After some time we decide we want to make projects/glasgow completely inaccessible.  The simplest way is to just destroy the wrapping key, in this case it is on /media/keys/g, and destroying the projects/glasgow dataset.  The data on disk will still be there until ZFS starts using those blocks again but since we have destroyed /media/keys/g (which I’m assuming here is on some separate file system) we have a high level of assurance that the encrypted data can’t be recovered even by reading “below” ZFS by looking at the disk blocks directly.

I’d recommend a tiny additional step just to make sure that the last version of the data encryption keys (which are stored wrapped on disk in the ZFS pool) are not encrypted by anything the user/admin knows:

$ zfs key -c -o raw,file:///dev/random projects/glasgow
$ zfs key -u projects/glasgow
$ zfs destroy projects/glasgow

While the step of re-wrapping the keys with a key the user/admin doesn’t know doesn’t provide a huge amount of additional security/assurance it makes the administrative intent much clearer and at least allows the user to assert that they did not know the wrapping key at the point the dataset was destroyed.

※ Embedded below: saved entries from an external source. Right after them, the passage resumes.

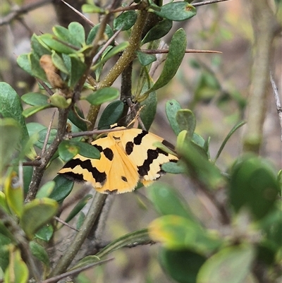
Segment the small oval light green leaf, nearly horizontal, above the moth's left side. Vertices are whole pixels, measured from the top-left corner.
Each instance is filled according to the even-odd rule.
[[[85,97],[85,100],[92,105],[100,105],[104,102],[115,100],[118,96],[119,92],[116,88],[102,88]]]

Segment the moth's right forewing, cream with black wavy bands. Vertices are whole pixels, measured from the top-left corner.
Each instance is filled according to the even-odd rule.
[[[149,186],[152,181],[159,179],[165,173],[161,169],[161,164],[178,160],[176,156],[154,146],[153,144],[157,141],[163,143],[164,139],[138,128],[124,131],[121,137],[125,152],[136,164],[140,180],[145,186]],[[131,150],[128,150],[129,148]]]

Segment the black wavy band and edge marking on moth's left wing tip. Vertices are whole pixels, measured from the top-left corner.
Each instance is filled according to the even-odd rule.
[[[95,179],[96,182],[101,183],[102,185],[105,183],[106,173],[100,172],[96,167],[92,167],[90,159],[86,159],[85,161],[82,161],[80,159],[72,159],[69,162],[67,162],[63,168],[73,169],[76,166],[80,166],[82,169],[86,169],[87,171],[90,171],[90,173],[92,173],[92,176],[93,176],[93,178]],[[74,174],[73,172],[65,172],[65,173],[61,173],[61,174],[65,174],[66,176],[82,175],[82,174]],[[80,177],[80,179],[81,179],[81,177]],[[82,175],[82,180],[84,180],[83,175]]]

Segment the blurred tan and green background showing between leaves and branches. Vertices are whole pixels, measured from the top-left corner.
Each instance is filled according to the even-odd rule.
[[[68,8],[64,6],[66,15],[60,12],[59,1],[1,1],[0,26],[0,78],[12,85],[19,95],[36,91],[34,79],[22,71],[16,64],[19,54],[30,52],[30,36],[32,33],[40,35],[51,32],[54,25],[62,25],[68,16]],[[82,1],[74,1],[81,4]],[[104,1],[102,2],[104,5]],[[254,31],[250,16],[250,3],[243,0],[232,0],[219,4],[210,4],[197,8],[197,15],[186,22],[174,23],[173,30],[165,37],[170,42],[173,32],[182,27],[188,38],[188,49],[216,50],[222,54],[186,54],[176,77],[165,88],[157,91],[157,116],[150,131],[156,133],[175,144],[176,137],[169,127],[165,114],[165,104],[175,99],[183,108],[192,109],[197,119],[196,133],[203,138],[211,138],[211,159],[219,150],[223,139],[233,126],[246,117],[246,105],[250,91],[250,75],[252,53],[254,52]],[[20,18],[11,20],[11,7],[16,9],[22,5],[42,6],[32,9]],[[269,1],[274,7],[274,1]],[[71,15],[71,17],[74,17]],[[89,15],[93,23],[98,23],[96,15]],[[78,20],[75,18],[74,20]],[[89,28],[89,27],[87,27]],[[127,35],[118,37],[122,42]],[[282,44],[281,37],[274,41],[274,52],[271,54],[271,70],[281,95],[282,75]],[[113,62],[111,62],[113,63]],[[108,64],[105,68],[111,68]],[[134,78],[137,78],[133,76]],[[154,79],[158,76],[158,71]],[[119,80],[115,85],[119,88]],[[137,80],[133,79],[133,89]],[[134,92],[134,90],[133,90]],[[25,107],[25,106],[24,106]],[[87,114],[87,104],[81,104]],[[271,88],[266,105],[266,120],[264,123],[264,143],[262,156],[267,157],[276,170],[282,167],[281,127],[279,126],[276,104]],[[32,116],[28,121],[38,121],[48,126],[52,111],[49,109]],[[54,124],[56,126],[56,124]],[[244,126],[236,131],[228,140],[221,157],[216,164],[222,171],[226,171],[235,157],[242,152],[241,138]],[[63,164],[57,161],[57,169]],[[49,181],[56,176],[56,171],[47,170],[44,180]],[[161,181],[174,186],[185,200],[188,201],[195,215],[212,227],[211,215],[204,209],[200,195],[192,188],[185,176],[166,175]],[[75,185],[78,191],[80,185]],[[147,188],[149,189],[149,188]],[[130,231],[145,228],[155,217],[152,205],[146,198],[145,188],[135,193],[111,196],[111,209],[106,221],[103,241],[111,241]],[[63,216],[62,216],[63,218]],[[61,233],[68,233],[63,228]],[[61,238],[61,236],[59,236]],[[114,261],[102,267],[96,267],[80,275],[78,282],[171,282],[164,275],[157,261],[158,245],[137,246],[124,248],[113,253]]]

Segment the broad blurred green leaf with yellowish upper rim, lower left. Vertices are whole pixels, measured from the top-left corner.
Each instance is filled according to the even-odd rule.
[[[51,198],[36,198],[30,203],[26,203],[20,218],[20,226],[27,237],[32,239],[35,232],[56,215],[58,208],[56,200],[51,200]]]

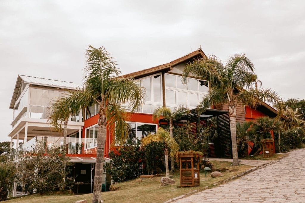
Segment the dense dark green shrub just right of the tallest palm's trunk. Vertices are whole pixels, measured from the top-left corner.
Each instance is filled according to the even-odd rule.
[[[140,141],[136,144],[128,140],[126,145],[109,153],[110,163],[104,163],[104,168],[112,176],[114,182],[135,179],[142,173],[143,151]],[[111,167],[110,167],[111,166]]]

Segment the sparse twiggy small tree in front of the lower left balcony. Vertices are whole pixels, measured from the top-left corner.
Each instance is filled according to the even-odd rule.
[[[23,149],[19,153],[17,181],[23,185],[23,191],[49,192],[72,187],[73,179],[68,177],[70,158],[65,157],[59,147],[48,147],[38,142],[34,150]],[[63,181],[64,180],[64,181]]]

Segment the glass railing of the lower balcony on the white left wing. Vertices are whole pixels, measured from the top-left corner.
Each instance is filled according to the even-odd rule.
[[[20,145],[16,151],[12,150],[12,154],[16,153],[16,157],[18,157],[20,151],[34,153],[38,150],[37,147],[40,143],[44,143],[46,152],[51,147],[60,147],[60,149],[64,149],[63,137],[36,136],[27,141],[26,144]],[[96,143],[96,139],[94,138],[66,138],[66,153],[81,154],[84,153],[84,150],[86,149],[96,147]]]

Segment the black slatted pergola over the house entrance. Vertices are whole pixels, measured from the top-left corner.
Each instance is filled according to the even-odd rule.
[[[213,143],[209,143],[210,157],[231,157],[232,156],[232,142],[230,131],[230,119],[228,111],[216,109],[199,109],[190,110],[188,114],[177,120],[173,120],[173,124],[181,125],[186,122],[196,123],[193,133],[198,133],[201,127],[206,127],[206,120],[216,117],[218,136]],[[163,118],[159,121],[160,124],[167,124],[168,121]]]

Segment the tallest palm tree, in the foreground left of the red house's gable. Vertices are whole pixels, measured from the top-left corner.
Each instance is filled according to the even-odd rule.
[[[92,202],[100,202],[106,125],[110,123],[112,127],[115,127],[115,142],[123,145],[128,136],[128,124],[125,122],[126,109],[121,105],[130,102],[131,112],[133,112],[142,106],[145,92],[134,80],[119,77],[120,70],[104,47],[94,48],[89,45],[86,56],[87,66],[84,68],[83,89],[70,92],[69,96],[60,99],[61,107],[54,110],[70,108],[71,112],[79,112],[82,108],[98,104],[99,120]],[[52,114],[56,112],[53,111]],[[54,121],[59,123],[64,118],[60,116]]]

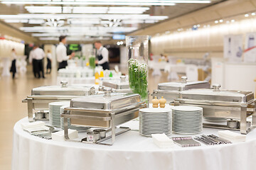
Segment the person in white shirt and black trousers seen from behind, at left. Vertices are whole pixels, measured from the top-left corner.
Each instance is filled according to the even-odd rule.
[[[43,58],[46,57],[46,54],[43,52],[43,49],[39,48],[38,45],[33,47],[33,50],[29,54],[29,62],[33,62],[33,72],[36,78],[40,79],[42,72],[42,77],[44,77],[43,72]]]

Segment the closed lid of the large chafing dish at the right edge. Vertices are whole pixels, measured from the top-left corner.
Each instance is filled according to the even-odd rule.
[[[247,103],[254,100],[254,94],[252,91],[220,90],[220,85],[213,85],[211,89],[190,89],[181,91],[180,98],[198,101]]]

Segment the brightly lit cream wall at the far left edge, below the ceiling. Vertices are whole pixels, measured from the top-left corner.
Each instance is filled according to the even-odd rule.
[[[0,58],[11,57],[11,50],[16,50],[18,56],[24,55],[25,45],[11,40],[0,40]]]

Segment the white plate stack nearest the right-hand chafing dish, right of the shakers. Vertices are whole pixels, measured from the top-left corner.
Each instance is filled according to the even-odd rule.
[[[203,108],[195,106],[172,107],[173,132],[196,134],[203,130]]]

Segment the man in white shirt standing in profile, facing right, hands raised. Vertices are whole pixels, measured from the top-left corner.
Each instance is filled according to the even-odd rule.
[[[56,48],[56,57],[58,62],[58,69],[64,69],[68,65],[68,60],[72,59],[75,56],[75,52],[72,52],[71,55],[67,55],[67,48],[65,43],[67,42],[65,36],[60,36],[60,43]]]

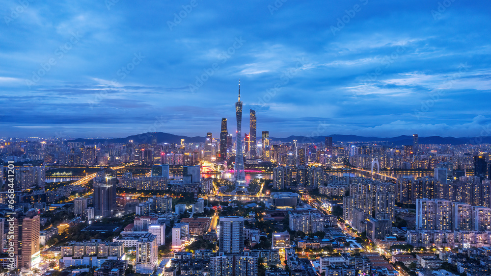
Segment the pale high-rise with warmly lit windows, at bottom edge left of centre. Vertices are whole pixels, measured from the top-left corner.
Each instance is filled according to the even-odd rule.
[[[157,237],[147,233],[136,243],[136,273],[152,274],[157,267],[159,247]]]

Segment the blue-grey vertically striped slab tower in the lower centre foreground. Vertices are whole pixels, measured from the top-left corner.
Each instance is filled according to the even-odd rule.
[[[240,254],[244,251],[244,218],[220,217],[219,250]]]

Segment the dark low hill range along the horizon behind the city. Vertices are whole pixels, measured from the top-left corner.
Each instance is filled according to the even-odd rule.
[[[75,139],[69,142],[84,142],[86,144],[95,144],[95,143],[128,143],[130,140],[133,140],[134,143],[144,144],[151,143],[152,138],[157,137],[157,143],[181,143],[181,139],[184,139],[186,143],[200,143],[205,141],[205,137],[202,136],[184,136],[184,135],[174,135],[165,132],[147,132],[137,135],[131,135],[125,138],[113,138],[113,139]],[[274,138],[270,137],[273,141],[281,141],[281,142],[293,142],[293,140],[299,141],[299,143],[319,143],[324,142],[327,136],[316,136],[316,137],[307,137],[307,136],[289,136],[286,138]],[[334,143],[339,142],[386,142],[387,145],[401,146],[401,145],[412,145],[412,136],[409,135],[401,135],[397,137],[388,137],[388,138],[380,138],[380,137],[364,137],[357,135],[340,135],[334,134],[330,135],[332,137],[332,141]],[[261,139],[260,137],[258,140]],[[430,137],[419,137],[419,144],[440,144],[440,145],[462,145],[462,144],[477,144],[479,143],[488,143],[491,144],[491,137],[479,137],[479,138],[468,138],[468,137],[440,137],[440,136],[430,136]]]

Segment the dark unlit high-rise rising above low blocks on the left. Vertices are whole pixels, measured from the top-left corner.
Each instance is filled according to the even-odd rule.
[[[97,179],[97,180],[96,180]],[[116,177],[105,176],[94,179],[94,215],[110,217],[116,210]]]

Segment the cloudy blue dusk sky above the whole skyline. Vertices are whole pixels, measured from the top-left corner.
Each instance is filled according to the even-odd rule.
[[[489,1],[0,6],[0,137],[491,135]]]

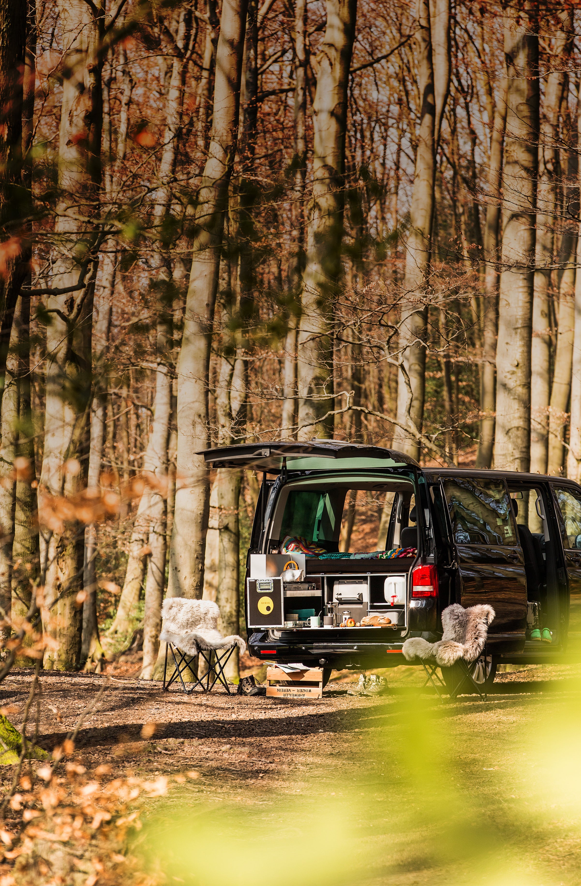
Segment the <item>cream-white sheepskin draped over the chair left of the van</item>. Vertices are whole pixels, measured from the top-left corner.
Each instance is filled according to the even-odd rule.
[[[211,600],[185,600],[169,597],[163,602],[161,616],[163,629],[160,641],[171,643],[190,656],[197,656],[200,649],[231,649],[238,646],[246,650],[246,643],[237,634],[223,637],[216,629],[220,610]]]

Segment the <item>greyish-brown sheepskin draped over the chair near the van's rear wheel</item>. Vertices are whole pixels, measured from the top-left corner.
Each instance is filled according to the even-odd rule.
[[[487,603],[479,603],[468,609],[463,609],[459,603],[452,603],[442,613],[442,640],[428,643],[422,637],[410,637],[402,648],[404,656],[408,661],[413,658],[435,659],[441,667],[451,667],[459,658],[474,662],[482,654],[488,626],[494,615],[494,610]]]

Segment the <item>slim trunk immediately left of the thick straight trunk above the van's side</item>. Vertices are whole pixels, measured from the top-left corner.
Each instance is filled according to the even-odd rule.
[[[502,154],[506,127],[506,97],[508,81],[502,82],[494,108],[491,134],[491,153],[488,172],[490,200],[486,207],[484,225],[484,311],[483,311],[483,377],[480,423],[480,440],[476,455],[477,468],[490,468],[494,446],[494,412],[496,409],[496,345],[499,315],[499,229],[500,184],[502,182]]]

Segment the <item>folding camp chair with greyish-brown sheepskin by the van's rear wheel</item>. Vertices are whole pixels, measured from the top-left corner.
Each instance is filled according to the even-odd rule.
[[[484,683],[481,687],[472,676],[470,665],[474,664],[481,655],[486,661],[488,626],[493,618],[494,610],[486,604],[464,609],[459,603],[452,603],[442,613],[444,628],[442,640],[429,643],[423,637],[410,637],[404,642],[402,651],[405,658],[408,661],[413,661],[414,658],[420,659],[428,675],[424,686],[431,682],[442,701],[444,698],[441,688],[445,684],[436,674],[438,667],[453,667],[458,676],[454,687],[448,689],[450,699],[465,691],[476,692],[486,701],[486,671],[484,670]]]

If we have clones this situation is slightly more complex since clones share their data encryption key with their origin – since they share data written before the clone was branched off the clone needs to be able to read the shared and unique data as if it was its own.

We can make sure that the unique data in a clone uses a different data encryption key than the origin does from the point the clone was taken:

... time passes data is placed in projects/glasgow
$ zfs snapshot projects/glasgow@1
$ zfs clone -K projects/glasgow@1 projects/mungo

By passing ‘-K’ to ‘zfs clone’ we ensure that any unique data in projects/mungo is using a different dataset encryption key from projects/glasgow, this means we can use the same operations as above to provide assured delete for the unique data in projects/mungo even though it is a clone.

Additionally we could also do ‘zfs key -K projects/glasgow’ and have any new data written to projects/glasgow after the projects/mungo clone was taken use a different data encryption key was well.  Note however that that is not atomic so I would recommend making projects/glasgow read-only before taking the snapshot even though normally this isn’t necessary, the full sequence then becomes:

$ zfs set readonly=on projects/glasgow
$ zfs snapshot projects/glasgow@1
$ zfs clone -K projects/glasgow@1 projects/mungo
$ zfs set readonly=off projects/mungo
$ zfs key -K projects/glasgow
$ zfs set readonly=off projects/glasgow

If you don’t have projects/glasgow marked as read-only then there is a risk that data could be written to projects/glasgow  after the snapshot is taken and before we get to the ‘zfs key -K’.  This may be more than is necessary in some cases but it is the safest method.

General documentation for ZFS support of encryption is in the Oracle Solaris ZFS Administration Guide in the Encrypting ZFS File Systems section.